Bi Mina langsung memangku nonanya yang sudah dipenuhi darah susah payah bahkan sudah tak sadarkan diri,dengan perasaan kalut bi Mina membawa nonanya pergi sebelum sang tuan benar-benar lepas kendali namun beberapa langkah menjauh dari Steven,bi Mina berhenti.
"Suatu hari tuan akan menyesal!"ujar bi Mina dengan air mata yang terus menetes.
"Kau mengancam ku hah?!"
"Saya tidak berani tuan,saya hanya mengingatkan saja"jawabnya terdengar lirih karena sebari terisak.
"Anak yang Anda benci adalah putri anda sendiri tuan,,mungkin anda memiliki segalanya sebagai harta tapi hati anda tidak akan mendapatkan ketenangan selain rasa bersalah atas tindakan anda,tuan"tambah bi Mina kembali berlari membawa nonanya kerumah sakit untuk mendapatkan pertolongan.

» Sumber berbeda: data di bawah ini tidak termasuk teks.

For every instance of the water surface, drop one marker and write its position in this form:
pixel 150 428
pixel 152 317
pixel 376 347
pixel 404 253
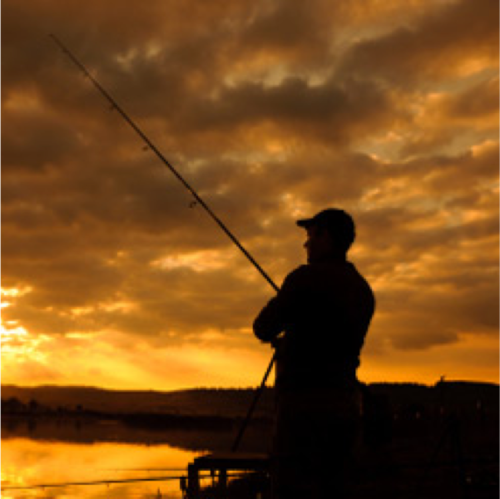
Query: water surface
pixel 26 462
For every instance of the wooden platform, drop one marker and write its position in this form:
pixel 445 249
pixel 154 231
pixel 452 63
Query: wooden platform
pixel 220 465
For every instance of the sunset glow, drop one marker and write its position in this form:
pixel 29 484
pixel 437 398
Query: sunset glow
pixel 112 275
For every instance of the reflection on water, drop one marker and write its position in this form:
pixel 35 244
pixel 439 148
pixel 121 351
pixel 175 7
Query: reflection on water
pixel 25 462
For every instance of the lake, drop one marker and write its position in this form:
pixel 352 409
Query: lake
pixel 28 462
pixel 69 451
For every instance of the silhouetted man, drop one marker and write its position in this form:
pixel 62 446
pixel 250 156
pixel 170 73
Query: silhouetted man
pixel 324 308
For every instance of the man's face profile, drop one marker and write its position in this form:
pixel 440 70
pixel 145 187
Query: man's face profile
pixel 319 244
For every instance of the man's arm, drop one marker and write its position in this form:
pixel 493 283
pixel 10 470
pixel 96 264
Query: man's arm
pixel 274 317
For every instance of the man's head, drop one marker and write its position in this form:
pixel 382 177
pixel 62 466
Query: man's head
pixel 330 234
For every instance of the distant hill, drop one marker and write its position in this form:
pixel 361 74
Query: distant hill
pixel 196 402
pixel 235 402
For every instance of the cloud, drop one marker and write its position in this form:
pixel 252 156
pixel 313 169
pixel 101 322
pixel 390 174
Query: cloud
pixel 271 112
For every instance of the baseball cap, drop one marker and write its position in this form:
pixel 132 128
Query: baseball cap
pixel 338 222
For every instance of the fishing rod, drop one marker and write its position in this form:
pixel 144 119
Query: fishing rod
pixel 199 200
pixel 164 160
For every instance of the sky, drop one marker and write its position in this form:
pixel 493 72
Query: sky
pixel 110 274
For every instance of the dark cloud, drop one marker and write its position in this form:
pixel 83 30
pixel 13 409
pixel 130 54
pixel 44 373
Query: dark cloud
pixel 270 112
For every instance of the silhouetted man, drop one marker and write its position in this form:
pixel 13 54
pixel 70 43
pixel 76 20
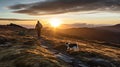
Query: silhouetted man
pixel 38 28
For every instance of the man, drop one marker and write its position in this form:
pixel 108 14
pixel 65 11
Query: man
pixel 38 28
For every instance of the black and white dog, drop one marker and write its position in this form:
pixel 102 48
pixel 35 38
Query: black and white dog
pixel 72 46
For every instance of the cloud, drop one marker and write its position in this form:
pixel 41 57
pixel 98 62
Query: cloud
pixel 48 7
pixel 13 19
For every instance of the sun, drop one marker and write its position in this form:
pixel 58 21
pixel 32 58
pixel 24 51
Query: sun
pixel 54 22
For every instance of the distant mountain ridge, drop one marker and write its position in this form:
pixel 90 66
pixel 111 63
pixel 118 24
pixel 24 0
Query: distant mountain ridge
pixel 109 34
pixel 113 28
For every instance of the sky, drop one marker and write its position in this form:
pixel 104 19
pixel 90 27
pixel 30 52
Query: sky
pixel 68 11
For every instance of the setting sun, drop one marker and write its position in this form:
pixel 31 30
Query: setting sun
pixel 55 22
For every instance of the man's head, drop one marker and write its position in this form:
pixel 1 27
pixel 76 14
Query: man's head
pixel 38 22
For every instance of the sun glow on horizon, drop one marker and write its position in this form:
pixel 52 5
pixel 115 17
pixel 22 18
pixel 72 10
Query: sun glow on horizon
pixel 54 22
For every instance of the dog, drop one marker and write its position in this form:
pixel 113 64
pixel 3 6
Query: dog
pixel 72 46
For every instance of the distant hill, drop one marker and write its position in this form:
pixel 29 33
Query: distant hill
pixel 80 25
pixel 106 33
pixel 114 28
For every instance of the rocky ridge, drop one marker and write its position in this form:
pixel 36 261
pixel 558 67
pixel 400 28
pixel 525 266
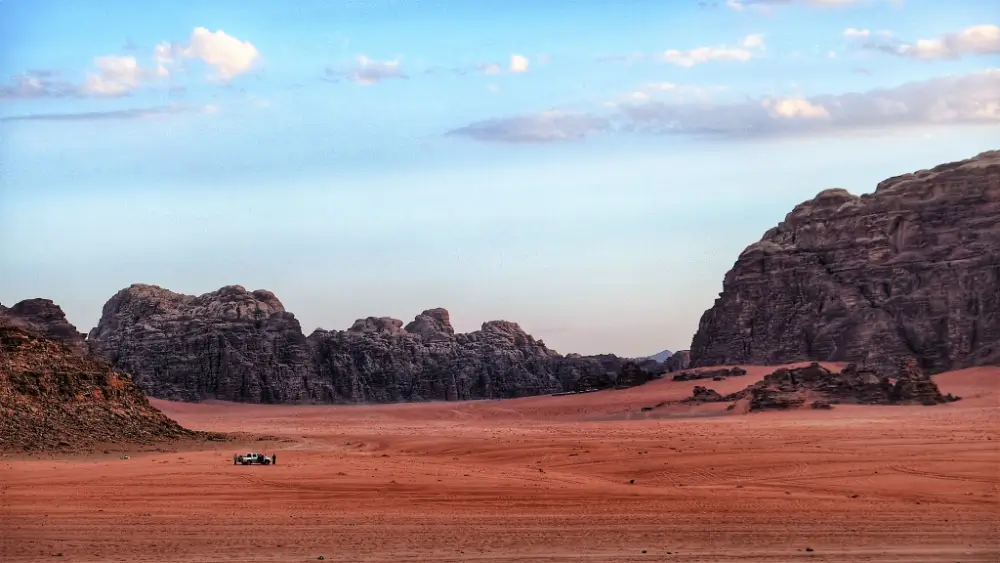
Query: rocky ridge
pixel 788 388
pixel 53 395
pixel 239 345
pixel 911 270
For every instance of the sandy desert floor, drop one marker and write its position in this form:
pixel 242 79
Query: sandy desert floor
pixel 544 479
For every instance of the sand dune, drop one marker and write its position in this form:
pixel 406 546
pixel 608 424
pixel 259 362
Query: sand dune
pixel 543 479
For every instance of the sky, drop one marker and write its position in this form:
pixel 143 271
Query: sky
pixel 589 169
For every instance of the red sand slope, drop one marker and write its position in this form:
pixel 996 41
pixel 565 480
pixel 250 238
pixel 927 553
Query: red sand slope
pixel 541 479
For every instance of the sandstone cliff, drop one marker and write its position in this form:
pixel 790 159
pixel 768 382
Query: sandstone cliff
pixel 52 395
pixel 237 345
pixel 909 271
pixel 229 344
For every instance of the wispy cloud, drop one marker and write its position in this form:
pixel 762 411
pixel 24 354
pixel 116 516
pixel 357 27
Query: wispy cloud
pixel 115 115
pixel 545 127
pixel 965 99
pixel 121 75
pixel 971 41
pixel 367 71
pixel 749 47
pixel 742 5
pixel 38 84
pixel 226 55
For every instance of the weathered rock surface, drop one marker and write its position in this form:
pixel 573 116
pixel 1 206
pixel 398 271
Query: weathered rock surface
pixel 45 318
pixel 230 344
pixel 679 361
pixel 909 271
pixel 52 395
pixel 792 388
pixel 237 345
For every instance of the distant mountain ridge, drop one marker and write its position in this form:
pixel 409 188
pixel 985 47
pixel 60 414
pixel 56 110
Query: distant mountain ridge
pixel 239 345
pixel 660 356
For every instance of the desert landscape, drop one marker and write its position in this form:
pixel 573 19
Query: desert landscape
pixel 542 479
pixel 839 403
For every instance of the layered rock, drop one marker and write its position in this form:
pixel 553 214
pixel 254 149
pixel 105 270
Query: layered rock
pixel 680 360
pixel 237 345
pixel 53 395
pixel 909 271
pixel 231 344
pixel 427 360
pixel 45 318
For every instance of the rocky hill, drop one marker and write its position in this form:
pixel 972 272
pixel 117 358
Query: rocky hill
pixel 239 345
pixel 788 388
pixel 229 344
pixel 52 395
pixel 909 271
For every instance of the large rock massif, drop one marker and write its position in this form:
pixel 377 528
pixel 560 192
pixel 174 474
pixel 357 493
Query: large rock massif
pixel 54 395
pixel 237 345
pixel 909 271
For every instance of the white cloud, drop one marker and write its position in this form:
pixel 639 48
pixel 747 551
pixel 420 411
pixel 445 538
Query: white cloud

Disisi Steven pria itu termenung entah kenapa tapi dihati kecilnya seperti ada setruman yang menyengat membuat ia gelisah namun segera ia sangkal dengan berbagai alasan.
"Magsud bi Mina apa sih kak?masa bocah lemah itu anak papah aneh banget tau ga,ngaku-ngaku aja,dasar bi Mina"rutuk Theodor menggerutu di pojokan dimana ia mengintip bersama sang kakak kembar.
Sedangkan Tian hanya diam mengawasi sekitar sudah hal awam bangi Tian yang acuh pada sekitar sekiranya tidak penting menurutnya.
"Ga usah dipikirin,kalo dia anak papah berarti dia adik kita,kalo dia anak papah,pasti papah sayang sama dia seperti papah sayang sama kita,,papah aja benci banget ko sama si Leya itu" jawab Tian acuh mengingat kan peraturan ayahnya yang melarang Aleya masuk kedalam kediaman utama ketika Steven dirumah.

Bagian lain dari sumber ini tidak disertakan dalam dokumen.